Taken together, the World system state variables explain 97% of the variation in the underlying indicators.

One important use of the WL20 model is to forecast future states of the World system. The following commands create and display a 100 year forecast of the state variables:

> f <- forecast(WL20.est,horizon=100)
> tfplot(f)


The results of the forecast, displayed above, indicate that growth in the World system is expected to peak between 2040 and 2050 (W1)  associated with continuing losses of biodiversity (W2) and increasing pressure on commodity markets (W3). You can obtain the entire forecast to use as input to there times series models with the following command:

> fx <- merge.forecast(f)

The WL20 forecast and the time series are already available to you as data files named WL20.f and WL20.fx, respectively. 
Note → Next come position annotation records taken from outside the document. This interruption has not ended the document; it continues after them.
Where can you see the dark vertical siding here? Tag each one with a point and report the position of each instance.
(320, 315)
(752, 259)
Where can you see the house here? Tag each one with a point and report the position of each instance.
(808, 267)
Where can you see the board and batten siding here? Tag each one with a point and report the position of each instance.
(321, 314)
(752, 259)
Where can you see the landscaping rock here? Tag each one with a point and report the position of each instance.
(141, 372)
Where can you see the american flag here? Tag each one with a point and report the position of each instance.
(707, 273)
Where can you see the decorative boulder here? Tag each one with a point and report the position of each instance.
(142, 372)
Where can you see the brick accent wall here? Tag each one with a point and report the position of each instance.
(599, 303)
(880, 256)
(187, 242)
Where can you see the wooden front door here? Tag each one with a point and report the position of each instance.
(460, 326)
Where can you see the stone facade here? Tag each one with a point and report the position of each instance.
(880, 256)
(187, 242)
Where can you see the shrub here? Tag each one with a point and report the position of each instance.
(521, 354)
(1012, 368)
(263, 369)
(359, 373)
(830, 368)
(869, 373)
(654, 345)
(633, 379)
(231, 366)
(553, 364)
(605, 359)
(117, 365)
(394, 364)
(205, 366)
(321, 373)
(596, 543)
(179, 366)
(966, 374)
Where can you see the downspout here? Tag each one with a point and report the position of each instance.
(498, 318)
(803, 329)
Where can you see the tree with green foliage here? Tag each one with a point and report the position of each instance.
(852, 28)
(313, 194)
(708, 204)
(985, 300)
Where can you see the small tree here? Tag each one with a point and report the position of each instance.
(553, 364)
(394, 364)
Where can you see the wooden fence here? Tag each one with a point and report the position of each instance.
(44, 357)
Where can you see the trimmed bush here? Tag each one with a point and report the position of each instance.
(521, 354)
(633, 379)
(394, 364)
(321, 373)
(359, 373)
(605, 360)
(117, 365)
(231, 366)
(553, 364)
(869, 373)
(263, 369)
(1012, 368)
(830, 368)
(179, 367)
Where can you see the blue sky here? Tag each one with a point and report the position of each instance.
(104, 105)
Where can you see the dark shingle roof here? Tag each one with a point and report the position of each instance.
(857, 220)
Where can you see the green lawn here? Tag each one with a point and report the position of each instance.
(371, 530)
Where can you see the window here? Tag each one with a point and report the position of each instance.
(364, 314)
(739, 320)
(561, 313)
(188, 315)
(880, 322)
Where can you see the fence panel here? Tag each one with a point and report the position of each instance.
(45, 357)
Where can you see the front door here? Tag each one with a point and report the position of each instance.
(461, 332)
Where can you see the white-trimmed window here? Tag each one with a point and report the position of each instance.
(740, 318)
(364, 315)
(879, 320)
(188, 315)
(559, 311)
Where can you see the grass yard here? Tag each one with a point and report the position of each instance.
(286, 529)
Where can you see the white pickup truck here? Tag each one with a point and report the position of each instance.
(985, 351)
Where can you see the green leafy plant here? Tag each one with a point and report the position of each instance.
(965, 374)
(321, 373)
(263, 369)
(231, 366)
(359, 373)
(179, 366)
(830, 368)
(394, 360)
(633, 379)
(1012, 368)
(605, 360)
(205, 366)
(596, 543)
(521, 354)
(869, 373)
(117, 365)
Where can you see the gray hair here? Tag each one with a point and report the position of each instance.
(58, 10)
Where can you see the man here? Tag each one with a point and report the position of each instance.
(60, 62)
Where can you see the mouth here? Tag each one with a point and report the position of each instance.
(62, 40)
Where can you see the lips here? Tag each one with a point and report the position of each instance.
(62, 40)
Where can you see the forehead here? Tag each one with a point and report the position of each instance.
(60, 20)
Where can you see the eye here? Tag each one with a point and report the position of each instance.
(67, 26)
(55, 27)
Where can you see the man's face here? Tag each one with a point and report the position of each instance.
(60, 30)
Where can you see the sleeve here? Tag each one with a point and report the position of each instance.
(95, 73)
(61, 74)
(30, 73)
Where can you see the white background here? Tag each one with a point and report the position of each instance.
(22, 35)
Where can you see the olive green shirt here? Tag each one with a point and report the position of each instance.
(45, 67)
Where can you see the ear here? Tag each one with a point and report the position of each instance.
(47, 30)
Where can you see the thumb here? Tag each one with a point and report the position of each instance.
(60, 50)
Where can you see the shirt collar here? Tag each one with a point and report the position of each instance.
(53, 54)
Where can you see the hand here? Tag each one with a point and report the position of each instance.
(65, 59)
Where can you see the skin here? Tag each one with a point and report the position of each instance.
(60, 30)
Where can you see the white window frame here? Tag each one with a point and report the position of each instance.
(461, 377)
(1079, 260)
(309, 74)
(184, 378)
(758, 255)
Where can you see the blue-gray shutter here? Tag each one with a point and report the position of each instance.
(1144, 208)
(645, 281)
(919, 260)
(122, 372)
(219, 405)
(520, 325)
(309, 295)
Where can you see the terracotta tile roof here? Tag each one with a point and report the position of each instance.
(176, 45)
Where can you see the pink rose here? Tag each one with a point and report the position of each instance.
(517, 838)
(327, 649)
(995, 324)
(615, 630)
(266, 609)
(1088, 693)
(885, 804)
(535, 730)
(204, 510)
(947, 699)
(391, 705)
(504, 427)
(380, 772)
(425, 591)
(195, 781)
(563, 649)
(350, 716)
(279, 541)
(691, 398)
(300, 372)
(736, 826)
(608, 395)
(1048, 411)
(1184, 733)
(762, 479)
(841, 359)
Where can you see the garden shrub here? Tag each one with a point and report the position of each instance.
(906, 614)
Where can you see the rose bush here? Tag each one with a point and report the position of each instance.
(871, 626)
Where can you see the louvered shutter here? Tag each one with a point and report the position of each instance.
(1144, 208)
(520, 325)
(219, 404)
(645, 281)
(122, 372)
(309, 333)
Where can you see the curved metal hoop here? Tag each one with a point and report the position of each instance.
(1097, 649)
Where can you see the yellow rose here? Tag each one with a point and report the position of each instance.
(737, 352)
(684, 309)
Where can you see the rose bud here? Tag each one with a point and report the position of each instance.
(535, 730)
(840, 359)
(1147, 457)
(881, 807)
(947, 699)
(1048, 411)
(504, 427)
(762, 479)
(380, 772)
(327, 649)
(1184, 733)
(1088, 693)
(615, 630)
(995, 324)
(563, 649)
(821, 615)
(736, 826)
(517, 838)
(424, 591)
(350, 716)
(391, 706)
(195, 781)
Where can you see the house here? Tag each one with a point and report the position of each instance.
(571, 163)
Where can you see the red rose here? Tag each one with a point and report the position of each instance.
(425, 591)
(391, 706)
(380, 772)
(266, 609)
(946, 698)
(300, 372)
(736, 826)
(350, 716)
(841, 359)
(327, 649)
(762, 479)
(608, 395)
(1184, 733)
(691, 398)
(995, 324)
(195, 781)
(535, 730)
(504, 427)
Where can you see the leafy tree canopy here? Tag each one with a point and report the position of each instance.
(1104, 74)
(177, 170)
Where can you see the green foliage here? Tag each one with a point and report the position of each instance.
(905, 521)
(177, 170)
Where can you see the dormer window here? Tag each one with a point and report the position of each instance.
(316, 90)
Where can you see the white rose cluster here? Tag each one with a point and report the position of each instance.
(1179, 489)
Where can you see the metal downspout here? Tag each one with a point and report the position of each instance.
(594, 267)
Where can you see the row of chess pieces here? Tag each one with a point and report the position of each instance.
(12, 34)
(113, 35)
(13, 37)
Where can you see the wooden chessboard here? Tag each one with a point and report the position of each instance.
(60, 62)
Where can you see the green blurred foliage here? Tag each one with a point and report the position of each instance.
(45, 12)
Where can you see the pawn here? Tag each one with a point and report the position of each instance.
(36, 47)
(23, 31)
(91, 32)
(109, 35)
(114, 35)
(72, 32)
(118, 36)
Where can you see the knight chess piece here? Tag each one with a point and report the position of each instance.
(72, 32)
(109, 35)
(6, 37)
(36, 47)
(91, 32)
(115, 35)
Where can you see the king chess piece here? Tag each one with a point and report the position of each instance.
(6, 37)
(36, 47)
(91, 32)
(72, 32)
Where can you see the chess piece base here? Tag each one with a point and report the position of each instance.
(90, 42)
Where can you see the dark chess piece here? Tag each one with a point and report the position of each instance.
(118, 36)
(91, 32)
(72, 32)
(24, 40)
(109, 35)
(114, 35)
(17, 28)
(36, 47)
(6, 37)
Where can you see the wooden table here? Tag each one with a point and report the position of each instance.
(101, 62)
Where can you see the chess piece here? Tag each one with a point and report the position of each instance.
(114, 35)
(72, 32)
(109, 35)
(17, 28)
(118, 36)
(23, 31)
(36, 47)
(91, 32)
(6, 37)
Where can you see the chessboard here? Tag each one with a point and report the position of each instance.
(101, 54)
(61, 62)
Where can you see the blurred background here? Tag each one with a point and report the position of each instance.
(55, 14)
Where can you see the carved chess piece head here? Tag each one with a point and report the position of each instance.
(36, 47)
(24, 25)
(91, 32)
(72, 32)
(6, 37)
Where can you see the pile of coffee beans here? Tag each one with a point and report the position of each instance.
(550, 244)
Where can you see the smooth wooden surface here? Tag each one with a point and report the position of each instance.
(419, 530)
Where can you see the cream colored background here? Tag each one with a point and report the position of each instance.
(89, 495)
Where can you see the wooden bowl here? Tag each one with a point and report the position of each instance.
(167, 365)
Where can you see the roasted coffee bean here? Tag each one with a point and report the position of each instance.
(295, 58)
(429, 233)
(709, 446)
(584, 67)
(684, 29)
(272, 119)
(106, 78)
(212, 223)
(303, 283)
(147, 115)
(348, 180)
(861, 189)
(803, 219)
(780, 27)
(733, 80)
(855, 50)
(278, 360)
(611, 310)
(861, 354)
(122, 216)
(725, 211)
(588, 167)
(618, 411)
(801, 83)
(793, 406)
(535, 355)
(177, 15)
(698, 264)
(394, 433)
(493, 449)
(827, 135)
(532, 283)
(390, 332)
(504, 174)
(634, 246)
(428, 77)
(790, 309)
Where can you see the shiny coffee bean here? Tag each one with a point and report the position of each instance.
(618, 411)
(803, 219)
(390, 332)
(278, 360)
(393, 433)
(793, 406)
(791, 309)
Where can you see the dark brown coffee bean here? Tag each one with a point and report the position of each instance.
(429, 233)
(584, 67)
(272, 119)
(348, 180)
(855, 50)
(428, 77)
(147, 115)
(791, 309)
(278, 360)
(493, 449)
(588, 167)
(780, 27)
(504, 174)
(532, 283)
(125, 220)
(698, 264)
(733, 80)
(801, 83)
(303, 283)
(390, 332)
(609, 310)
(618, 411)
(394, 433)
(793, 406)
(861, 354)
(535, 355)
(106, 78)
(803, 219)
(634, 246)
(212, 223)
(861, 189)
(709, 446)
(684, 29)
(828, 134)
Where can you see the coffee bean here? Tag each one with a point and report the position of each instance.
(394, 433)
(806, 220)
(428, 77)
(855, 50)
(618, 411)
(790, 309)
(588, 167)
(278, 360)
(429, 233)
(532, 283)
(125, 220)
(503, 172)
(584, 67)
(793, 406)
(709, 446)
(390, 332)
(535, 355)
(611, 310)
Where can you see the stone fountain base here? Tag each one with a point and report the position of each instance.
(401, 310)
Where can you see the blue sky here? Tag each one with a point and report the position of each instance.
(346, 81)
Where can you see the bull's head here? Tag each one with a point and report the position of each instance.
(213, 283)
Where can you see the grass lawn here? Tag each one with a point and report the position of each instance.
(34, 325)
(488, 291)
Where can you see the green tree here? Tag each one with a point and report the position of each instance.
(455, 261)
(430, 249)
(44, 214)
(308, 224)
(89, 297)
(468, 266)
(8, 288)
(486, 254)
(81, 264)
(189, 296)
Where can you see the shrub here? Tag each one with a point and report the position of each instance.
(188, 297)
I have already used forecasts from the WL20 model to predict global climate change and other indicators (here and here). In future posts, I will make the forecasting models models available as state-space models that can also be loaded into your R workspace and run on your machine.

TECHNICAL NOTE: In the Kalman article (here), emphasis is placed on the importance of observability and controllability in the selection of state space models. For the WL20, these two features can be checked with the following commands:

> observability(WL20.est)
[1] 2.5510918 2.2200285 1.8375940 0.6061376
> reachability(WL20.est)
Singular values of reachability matrix for noise:  2.424642 2.20612 1.628193 1.202821e-16 

The commands display the singular values of certain state-space matrices (use help for more information). If all the singular values are greater than zero, the model is both observable and controllable. The WL20 model is completely observable but might not be totally controllable (the 1.202821e-16 principal value is effectively zero).